Science China Life Sciences

Plant and fungal species interactions differ between aboveground and belowground habitats in mountain forests of eastern China

Yang Teng 1, 2
Leho Tedersoo 3, 4
Pamela S. Soltis 5
Douglas E. Soltis 5
Sun Miao 6
Yuying Ma 1
Yingying Ni 1, 2
Xu Liu 1, 2
Fu Xiao 1, 2
Yu Shi 1, 7
Han‐Yang Lin 8
Yun-Peng Zhao 8
Chengxin Fu 8
Chuan-Chao Dai 9
Jack A Gilbert 10
Haiyan Chu 1, 2
Show full list: 16 authors
Publication typeJournal Article
Publication date2022-12-01
scimago Q1
SJR1.888
CiteScore15.1
Impact factor8
ISSN16747305, 18691889
General Biochemistry, Genetics and Molecular Biology
General Agricultural and Biological Sciences
General Environmental Science
Abstract
Plant and fungal species interactions drive many essential ecosystem properties and processes; however, how these interactions differ between aboveground and belowground habitats remains unclear at large spatial scales. Here, we surveyed 494 pairwise fungal communities in leaves and soils by Illumina sequencing, which were associated with 55 woody plant species across more than 2,000-km span of mountain forests in eastern China.
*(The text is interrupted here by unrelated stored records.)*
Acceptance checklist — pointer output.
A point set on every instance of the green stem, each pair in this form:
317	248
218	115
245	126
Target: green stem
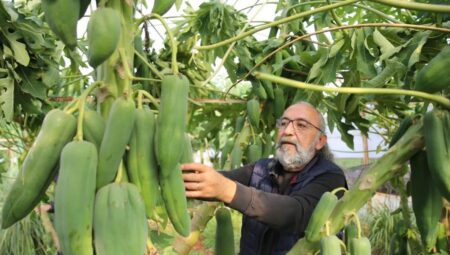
416	6
336	190
335	17
358	223
151	98
136	78
81	103
72	108
127	71
445	30
327	228
172	41
139	106
230	48
276	23
152	68
377	12
264	59
352	90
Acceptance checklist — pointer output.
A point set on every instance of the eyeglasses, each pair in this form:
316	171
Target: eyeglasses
300	125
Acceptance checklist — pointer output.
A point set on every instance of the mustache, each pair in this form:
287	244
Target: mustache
287	141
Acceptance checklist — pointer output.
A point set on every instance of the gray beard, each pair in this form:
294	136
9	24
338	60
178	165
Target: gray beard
295	162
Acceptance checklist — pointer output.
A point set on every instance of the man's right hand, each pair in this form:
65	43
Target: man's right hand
202	181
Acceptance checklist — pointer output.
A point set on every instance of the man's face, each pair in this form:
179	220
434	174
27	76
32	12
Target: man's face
299	137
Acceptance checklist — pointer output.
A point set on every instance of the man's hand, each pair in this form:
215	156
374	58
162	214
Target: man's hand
202	181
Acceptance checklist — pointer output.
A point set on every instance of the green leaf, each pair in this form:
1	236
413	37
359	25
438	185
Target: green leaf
330	69
19	50
315	70
365	62
387	49
412	49
30	84
336	47
7	98
393	67
346	137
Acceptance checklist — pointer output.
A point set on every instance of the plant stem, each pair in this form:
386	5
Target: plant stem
150	97
276	23
444	30
416	6
139	105
358	224
172	41
379	13
352	90
202	215
81	103
152	68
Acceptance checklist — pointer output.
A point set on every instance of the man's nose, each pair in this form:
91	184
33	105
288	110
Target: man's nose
289	130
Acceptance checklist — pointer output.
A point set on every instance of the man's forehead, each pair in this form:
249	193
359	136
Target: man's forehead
301	111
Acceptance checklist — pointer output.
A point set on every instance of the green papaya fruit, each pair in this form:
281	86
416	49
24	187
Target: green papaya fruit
103	34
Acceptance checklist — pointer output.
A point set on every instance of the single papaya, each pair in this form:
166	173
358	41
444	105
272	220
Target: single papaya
115	139
253	112
360	246
350	232
320	215
330	245
84	4
93	127
39	166
141	158
74	198
434	76
62	18
437	153
171	122
120	225
188	153
103	34
426	200
174	197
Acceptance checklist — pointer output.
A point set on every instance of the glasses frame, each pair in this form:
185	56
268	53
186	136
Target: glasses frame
292	121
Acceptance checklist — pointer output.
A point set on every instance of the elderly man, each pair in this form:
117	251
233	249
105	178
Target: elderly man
276	196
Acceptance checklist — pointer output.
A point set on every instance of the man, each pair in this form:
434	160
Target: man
276	196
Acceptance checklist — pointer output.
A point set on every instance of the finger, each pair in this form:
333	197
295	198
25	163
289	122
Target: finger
193	194
191	186
194	167
191	177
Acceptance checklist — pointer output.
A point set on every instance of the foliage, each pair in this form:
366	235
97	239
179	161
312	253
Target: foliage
333	44
381	226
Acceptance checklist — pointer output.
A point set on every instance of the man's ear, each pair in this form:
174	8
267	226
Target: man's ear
322	141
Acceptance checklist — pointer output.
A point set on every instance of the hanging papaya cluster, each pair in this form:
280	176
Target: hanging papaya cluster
430	168
318	229
111	166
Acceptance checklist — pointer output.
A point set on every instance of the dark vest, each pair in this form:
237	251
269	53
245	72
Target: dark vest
253	232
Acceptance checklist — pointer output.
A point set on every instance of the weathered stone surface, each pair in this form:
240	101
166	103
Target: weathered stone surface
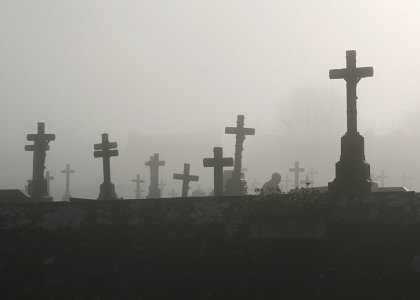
310	246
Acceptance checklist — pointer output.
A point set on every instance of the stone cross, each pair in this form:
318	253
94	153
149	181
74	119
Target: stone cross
237	185
218	162
37	187
106	150
67	171
48	178
307	181
382	178
186	179
312	174
296	170
154	163
172	193
352	171
137	181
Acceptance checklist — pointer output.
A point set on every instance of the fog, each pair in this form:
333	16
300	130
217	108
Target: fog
168	76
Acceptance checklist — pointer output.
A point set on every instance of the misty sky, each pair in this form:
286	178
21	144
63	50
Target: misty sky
92	66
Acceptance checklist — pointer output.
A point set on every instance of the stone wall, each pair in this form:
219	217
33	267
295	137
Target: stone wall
306	245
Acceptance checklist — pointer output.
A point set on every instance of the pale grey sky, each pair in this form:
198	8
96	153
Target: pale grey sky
92	66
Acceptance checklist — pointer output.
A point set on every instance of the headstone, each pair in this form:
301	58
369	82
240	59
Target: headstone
67	171
137	181
106	150
236	186
173	194
37	187
352	171
382	178
218	162
154	163
312	174
296	170
48	178
186	179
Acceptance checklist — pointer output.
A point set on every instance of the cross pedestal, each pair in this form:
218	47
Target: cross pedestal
106	150
218	162
352	171
38	186
154	163
236	186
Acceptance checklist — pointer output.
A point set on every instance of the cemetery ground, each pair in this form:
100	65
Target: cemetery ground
289	246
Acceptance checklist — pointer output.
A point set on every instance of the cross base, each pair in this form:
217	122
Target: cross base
37	189
236	187
107	192
352	171
154	193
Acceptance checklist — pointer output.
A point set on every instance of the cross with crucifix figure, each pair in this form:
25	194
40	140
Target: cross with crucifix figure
106	150
37	187
154	163
186	179
218	162
137	181
48	178
173	194
296	170
237	185
312	174
67	171
382	178
352	171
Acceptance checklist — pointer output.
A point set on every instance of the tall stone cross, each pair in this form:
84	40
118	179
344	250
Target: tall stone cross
186	179
37	187
172	194
106	150
137	181
48	178
154	163
237	185
352	171
382	178
312	174
218	162
296	170
67	171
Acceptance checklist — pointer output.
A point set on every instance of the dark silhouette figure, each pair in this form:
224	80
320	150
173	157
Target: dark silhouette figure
352	171
296	170
106	150
37	187
218	162
67	171
48	178
236	186
137	181
154	163
186	179
272	186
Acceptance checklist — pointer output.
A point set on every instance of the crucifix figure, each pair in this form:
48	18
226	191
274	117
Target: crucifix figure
352	171
37	187
172	194
382	178
186	179
48	178
137	181
218	162
67	171
237	185
106	150
154	163
312	174
296	170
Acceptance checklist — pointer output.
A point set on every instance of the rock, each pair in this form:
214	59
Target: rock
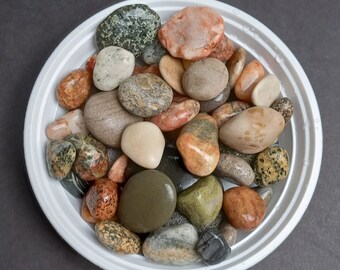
113	66
205	79
147	201
153	53
145	95
74	89
144	143
202	201
132	27
266	91
224	112
243	207
271	165
212	247
172	245
117	238
106	119
172	71
236	168
250	76
198	145
102	199
70	123
285	107
252	130
177	115
212	104
192	33
235	65
60	156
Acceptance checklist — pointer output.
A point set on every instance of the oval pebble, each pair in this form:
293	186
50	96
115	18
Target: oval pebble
113	66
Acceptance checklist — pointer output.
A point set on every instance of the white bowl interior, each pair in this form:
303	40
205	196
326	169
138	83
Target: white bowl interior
302	138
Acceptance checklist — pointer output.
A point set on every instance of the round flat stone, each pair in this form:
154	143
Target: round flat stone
147	202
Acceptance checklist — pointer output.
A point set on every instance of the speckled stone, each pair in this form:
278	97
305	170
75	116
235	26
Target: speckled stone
132	27
271	165
117	238
172	245
145	95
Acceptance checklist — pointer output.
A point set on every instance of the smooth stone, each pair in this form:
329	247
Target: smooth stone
70	123
153	54
202	201
147	201
106	119
212	104
132	27
117	238
192	33
266	91
144	143
212	247
252	130
271	165
243	207
113	66
285	107
235	65
250	76
172	245
177	115
60	156
224	112
236	168
172	71
198	145
145	95
205	79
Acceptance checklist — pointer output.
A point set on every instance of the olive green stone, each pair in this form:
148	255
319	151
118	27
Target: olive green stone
201	202
147	201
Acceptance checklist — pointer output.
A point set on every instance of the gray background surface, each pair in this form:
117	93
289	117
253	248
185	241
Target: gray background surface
31	30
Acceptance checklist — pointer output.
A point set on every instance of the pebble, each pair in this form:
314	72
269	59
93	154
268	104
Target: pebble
153	54
113	66
198	145
106	119
192	33
117	238
202	201
70	123
236	168
205	79
285	107
271	165
102	199
210	105
172	245
250	76
177	115
132	27
212	247
144	143
172	71
252	130
145	95
243	207
266	91
74	89
235	65
147	201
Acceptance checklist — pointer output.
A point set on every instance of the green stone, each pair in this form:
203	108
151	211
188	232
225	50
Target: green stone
132	27
201	202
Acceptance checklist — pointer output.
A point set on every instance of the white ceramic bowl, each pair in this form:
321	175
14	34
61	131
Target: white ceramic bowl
302	138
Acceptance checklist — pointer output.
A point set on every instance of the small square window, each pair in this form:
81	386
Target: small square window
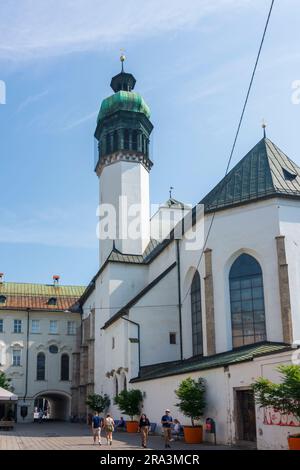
16	357
53	327
172	338
71	327
35	326
17	326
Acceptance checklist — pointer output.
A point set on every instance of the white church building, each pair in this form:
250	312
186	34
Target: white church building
161	310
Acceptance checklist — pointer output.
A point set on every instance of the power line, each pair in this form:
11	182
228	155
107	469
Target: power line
235	138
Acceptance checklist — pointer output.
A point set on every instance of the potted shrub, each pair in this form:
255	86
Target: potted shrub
283	397
98	403
129	403
191	394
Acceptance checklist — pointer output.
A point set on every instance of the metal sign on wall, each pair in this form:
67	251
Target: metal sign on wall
275	418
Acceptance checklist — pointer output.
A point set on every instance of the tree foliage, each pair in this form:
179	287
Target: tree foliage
98	403
4	381
129	402
283	397
191	394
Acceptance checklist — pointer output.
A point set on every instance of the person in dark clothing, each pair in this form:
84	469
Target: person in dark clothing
144	427
166	422
96	427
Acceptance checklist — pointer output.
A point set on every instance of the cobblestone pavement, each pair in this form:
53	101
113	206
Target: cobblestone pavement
68	436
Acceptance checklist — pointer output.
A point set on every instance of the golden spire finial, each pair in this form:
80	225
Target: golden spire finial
122	58
264	125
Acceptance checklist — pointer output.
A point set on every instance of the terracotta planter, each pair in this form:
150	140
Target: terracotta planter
294	442
132	426
193	434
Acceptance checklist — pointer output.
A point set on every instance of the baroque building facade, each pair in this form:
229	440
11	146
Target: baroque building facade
38	331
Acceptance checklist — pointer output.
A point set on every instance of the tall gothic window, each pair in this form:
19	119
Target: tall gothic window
247	301
116	386
40	366
134	140
196	315
65	366
108	144
115	141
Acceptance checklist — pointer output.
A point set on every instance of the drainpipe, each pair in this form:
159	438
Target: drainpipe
139	342
179	296
27	352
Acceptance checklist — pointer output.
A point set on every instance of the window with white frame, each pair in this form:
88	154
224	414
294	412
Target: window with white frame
16	357
53	327
17	326
35	326
71	327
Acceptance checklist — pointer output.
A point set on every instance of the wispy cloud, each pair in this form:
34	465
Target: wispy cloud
54	227
80	121
31	99
31	29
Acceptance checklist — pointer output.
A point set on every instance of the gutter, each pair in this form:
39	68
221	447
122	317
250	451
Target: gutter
179	297
27	353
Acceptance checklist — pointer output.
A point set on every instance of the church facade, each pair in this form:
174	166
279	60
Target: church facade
161	309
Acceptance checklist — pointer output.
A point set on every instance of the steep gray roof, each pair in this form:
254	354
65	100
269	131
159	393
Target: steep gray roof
263	173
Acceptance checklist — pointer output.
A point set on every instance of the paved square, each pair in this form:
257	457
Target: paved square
69	436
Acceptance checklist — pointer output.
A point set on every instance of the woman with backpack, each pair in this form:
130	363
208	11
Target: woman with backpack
144	427
109	427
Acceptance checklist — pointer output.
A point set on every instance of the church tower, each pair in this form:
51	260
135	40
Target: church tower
123	166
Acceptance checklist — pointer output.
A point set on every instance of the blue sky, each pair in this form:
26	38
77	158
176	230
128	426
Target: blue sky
192	61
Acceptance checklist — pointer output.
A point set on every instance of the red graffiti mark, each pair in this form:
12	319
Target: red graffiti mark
275	418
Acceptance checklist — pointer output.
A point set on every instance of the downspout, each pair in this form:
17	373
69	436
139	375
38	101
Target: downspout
139	342
179	297
27	353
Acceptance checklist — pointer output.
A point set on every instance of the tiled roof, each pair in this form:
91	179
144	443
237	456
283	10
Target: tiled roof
243	354
36	296
152	249
264	172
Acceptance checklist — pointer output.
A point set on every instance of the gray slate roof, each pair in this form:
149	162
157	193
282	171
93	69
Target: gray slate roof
202	363
263	173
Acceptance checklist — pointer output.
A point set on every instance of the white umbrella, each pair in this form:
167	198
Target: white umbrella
5	395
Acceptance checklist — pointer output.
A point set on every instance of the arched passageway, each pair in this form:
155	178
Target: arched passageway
56	405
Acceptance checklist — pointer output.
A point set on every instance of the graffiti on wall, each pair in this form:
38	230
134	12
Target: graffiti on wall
275	418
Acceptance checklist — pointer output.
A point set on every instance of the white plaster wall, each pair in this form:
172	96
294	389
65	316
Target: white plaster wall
220	397
130	180
289	214
158	321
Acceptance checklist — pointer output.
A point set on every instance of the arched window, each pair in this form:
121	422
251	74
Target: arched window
247	301
134	140
126	139
40	366
115	141
196	315
108	144
65	366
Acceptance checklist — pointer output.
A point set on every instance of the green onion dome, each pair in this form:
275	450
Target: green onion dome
123	101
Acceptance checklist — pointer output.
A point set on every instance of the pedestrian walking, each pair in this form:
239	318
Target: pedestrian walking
166	422
41	414
144	427
96	427
109	427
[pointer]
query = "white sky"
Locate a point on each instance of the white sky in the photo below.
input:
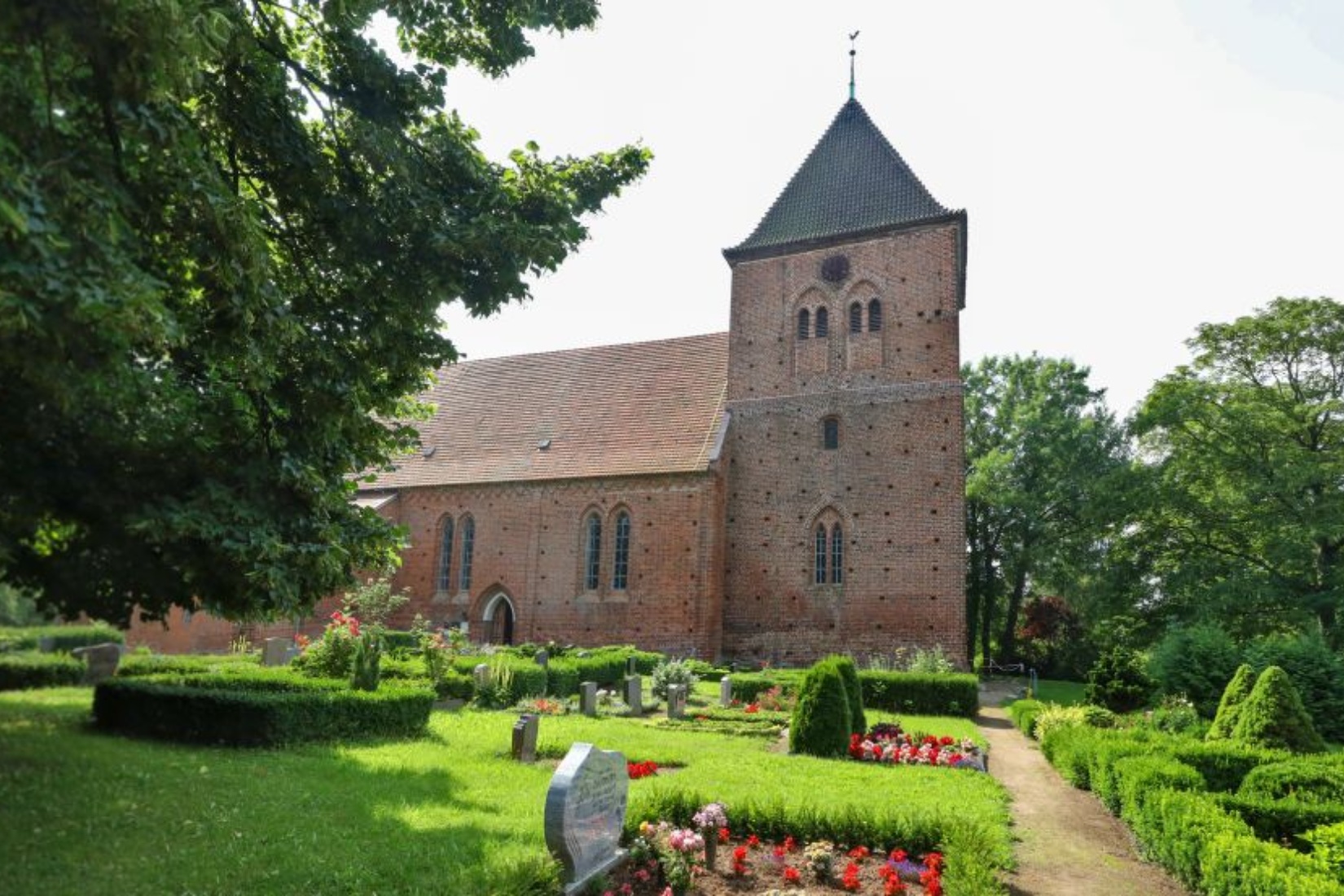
(1131, 168)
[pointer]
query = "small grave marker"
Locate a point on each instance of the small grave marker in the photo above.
(585, 815)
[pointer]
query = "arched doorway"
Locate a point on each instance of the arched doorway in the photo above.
(498, 620)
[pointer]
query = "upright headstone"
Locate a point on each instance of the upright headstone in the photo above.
(635, 695)
(585, 815)
(587, 697)
(525, 738)
(275, 652)
(101, 661)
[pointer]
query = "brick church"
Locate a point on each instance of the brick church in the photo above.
(785, 490)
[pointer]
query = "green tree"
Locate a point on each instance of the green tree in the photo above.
(226, 231)
(1040, 453)
(1246, 448)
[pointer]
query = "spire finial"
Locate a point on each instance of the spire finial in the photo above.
(851, 62)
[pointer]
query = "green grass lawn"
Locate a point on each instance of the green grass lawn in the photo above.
(90, 813)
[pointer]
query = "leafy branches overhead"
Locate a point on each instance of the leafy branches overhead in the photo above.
(226, 229)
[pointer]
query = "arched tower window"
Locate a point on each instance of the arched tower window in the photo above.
(837, 555)
(621, 563)
(444, 581)
(591, 551)
(464, 570)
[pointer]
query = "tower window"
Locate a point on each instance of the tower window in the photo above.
(621, 564)
(831, 434)
(591, 551)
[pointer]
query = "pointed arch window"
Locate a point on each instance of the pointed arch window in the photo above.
(591, 551)
(444, 581)
(621, 563)
(464, 571)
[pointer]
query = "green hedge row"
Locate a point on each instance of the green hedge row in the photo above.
(31, 670)
(254, 711)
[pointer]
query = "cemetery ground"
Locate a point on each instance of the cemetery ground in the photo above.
(449, 813)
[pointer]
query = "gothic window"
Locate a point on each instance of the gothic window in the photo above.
(621, 564)
(820, 562)
(591, 551)
(831, 434)
(837, 555)
(464, 573)
(445, 556)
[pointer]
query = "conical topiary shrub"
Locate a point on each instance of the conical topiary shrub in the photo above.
(1273, 716)
(820, 724)
(854, 691)
(1230, 707)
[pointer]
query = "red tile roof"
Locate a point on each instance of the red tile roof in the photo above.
(613, 410)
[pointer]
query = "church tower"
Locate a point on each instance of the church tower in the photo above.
(845, 507)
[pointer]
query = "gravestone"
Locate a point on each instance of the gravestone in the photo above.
(635, 695)
(585, 815)
(525, 738)
(276, 652)
(101, 661)
(587, 697)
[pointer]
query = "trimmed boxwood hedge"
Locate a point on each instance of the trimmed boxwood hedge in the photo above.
(33, 670)
(256, 711)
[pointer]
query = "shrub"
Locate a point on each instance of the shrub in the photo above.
(33, 670)
(1230, 705)
(854, 692)
(928, 695)
(257, 711)
(672, 672)
(1317, 674)
(1273, 716)
(1117, 681)
(821, 719)
(1195, 661)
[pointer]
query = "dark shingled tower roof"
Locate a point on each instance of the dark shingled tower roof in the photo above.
(854, 182)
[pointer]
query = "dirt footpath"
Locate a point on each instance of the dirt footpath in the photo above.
(1069, 844)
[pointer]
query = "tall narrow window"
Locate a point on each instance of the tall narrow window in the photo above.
(837, 555)
(621, 564)
(445, 556)
(820, 560)
(591, 552)
(464, 573)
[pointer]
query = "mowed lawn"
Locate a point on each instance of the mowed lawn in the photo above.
(89, 813)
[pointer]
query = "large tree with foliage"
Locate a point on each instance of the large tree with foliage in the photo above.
(1246, 448)
(226, 230)
(1043, 455)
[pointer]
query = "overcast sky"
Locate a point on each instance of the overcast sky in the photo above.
(1131, 168)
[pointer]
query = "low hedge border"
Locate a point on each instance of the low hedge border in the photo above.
(31, 670)
(257, 711)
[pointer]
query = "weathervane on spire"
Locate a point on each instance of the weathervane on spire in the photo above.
(851, 62)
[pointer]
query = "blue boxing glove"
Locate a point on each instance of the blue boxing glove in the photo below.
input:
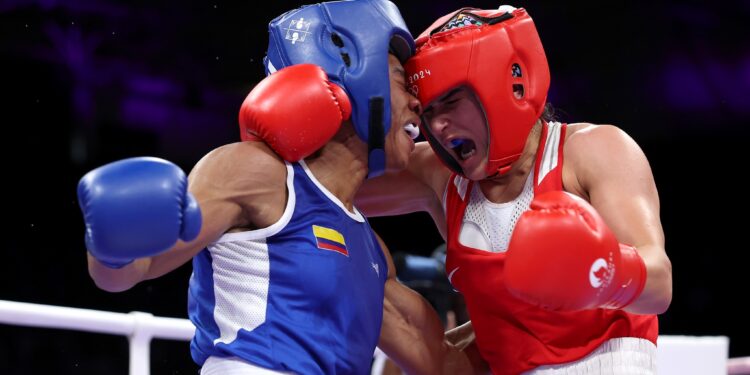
(136, 208)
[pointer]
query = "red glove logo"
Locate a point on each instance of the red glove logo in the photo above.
(598, 272)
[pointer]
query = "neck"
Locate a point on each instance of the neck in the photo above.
(341, 165)
(506, 187)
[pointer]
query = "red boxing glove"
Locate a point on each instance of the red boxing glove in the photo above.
(295, 111)
(562, 256)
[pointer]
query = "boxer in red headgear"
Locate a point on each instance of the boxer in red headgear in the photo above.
(288, 276)
(552, 230)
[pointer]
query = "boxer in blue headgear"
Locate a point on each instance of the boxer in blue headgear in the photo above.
(288, 276)
(336, 37)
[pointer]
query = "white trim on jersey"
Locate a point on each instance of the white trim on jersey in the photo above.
(551, 146)
(241, 273)
(273, 228)
(356, 215)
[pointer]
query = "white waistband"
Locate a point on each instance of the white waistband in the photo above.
(234, 366)
(619, 356)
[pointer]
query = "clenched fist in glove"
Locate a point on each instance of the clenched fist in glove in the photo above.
(563, 256)
(135, 208)
(295, 111)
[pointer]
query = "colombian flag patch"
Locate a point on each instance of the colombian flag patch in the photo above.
(330, 239)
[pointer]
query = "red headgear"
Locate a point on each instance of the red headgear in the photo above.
(494, 53)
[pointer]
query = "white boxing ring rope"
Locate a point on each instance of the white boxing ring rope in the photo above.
(139, 327)
(683, 355)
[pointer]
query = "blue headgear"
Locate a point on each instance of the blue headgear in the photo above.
(349, 40)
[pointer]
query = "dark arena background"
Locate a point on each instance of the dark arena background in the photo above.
(89, 82)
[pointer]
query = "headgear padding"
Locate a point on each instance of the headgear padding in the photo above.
(350, 40)
(494, 53)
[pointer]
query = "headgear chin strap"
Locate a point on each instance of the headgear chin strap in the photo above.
(350, 40)
(498, 55)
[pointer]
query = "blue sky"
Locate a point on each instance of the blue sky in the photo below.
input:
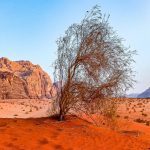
(29, 29)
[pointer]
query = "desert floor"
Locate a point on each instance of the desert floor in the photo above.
(25, 133)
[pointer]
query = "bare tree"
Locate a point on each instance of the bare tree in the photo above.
(92, 63)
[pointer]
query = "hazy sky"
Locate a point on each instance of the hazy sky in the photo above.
(29, 29)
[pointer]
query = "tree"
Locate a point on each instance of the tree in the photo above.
(92, 63)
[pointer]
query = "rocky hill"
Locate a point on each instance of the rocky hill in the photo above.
(145, 94)
(22, 79)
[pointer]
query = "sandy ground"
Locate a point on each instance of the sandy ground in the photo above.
(24, 108)
(135, 109)
(72, 134)
(37, 133)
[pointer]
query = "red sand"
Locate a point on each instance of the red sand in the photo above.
(73, 134)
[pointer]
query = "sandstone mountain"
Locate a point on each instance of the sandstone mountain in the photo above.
(22, 79)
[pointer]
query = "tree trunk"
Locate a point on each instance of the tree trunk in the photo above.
(61, 115)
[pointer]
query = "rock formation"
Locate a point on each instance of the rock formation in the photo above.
(22, 79)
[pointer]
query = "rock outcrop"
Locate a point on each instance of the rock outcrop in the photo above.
(22, 79)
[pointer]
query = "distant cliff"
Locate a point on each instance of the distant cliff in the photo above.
(22, 79)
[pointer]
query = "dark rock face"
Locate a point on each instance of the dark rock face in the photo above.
(22, 79)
The relative contributions of plant, climate, soil and space to the variation of fungal communities were assessed, and the plant-fungus network topologies were inferred. Plant phylogeny was the strongest predictor for fungal community composition in leaves, accounting for 19.1% of the variation. In soils, plant phylogeny, climatic factors and soil properties explained 9.2%, 9.0% and 8.7% of the variation in soil fungal community, respectively. The plant-fungus networks in leaves exhibited significantly higher specialization, modularity and robustness (resistance to node loss), but less complicated topology (e.g., significantly lower linkage density and mean number of links) than those in soils. In addition, host/fungus preference combinations and key species, such as hubs and connectors, in bipartite networks differed strikingly between aboveground and belowground samples. The findings provide novel insights into cross-kingdom (plant-fungus) species co-occurrence at large spatial scales. The data further suggest that community shifts of trees due to climate change or human activities will impair aboveground and belowground forest fungal diversity in different ways.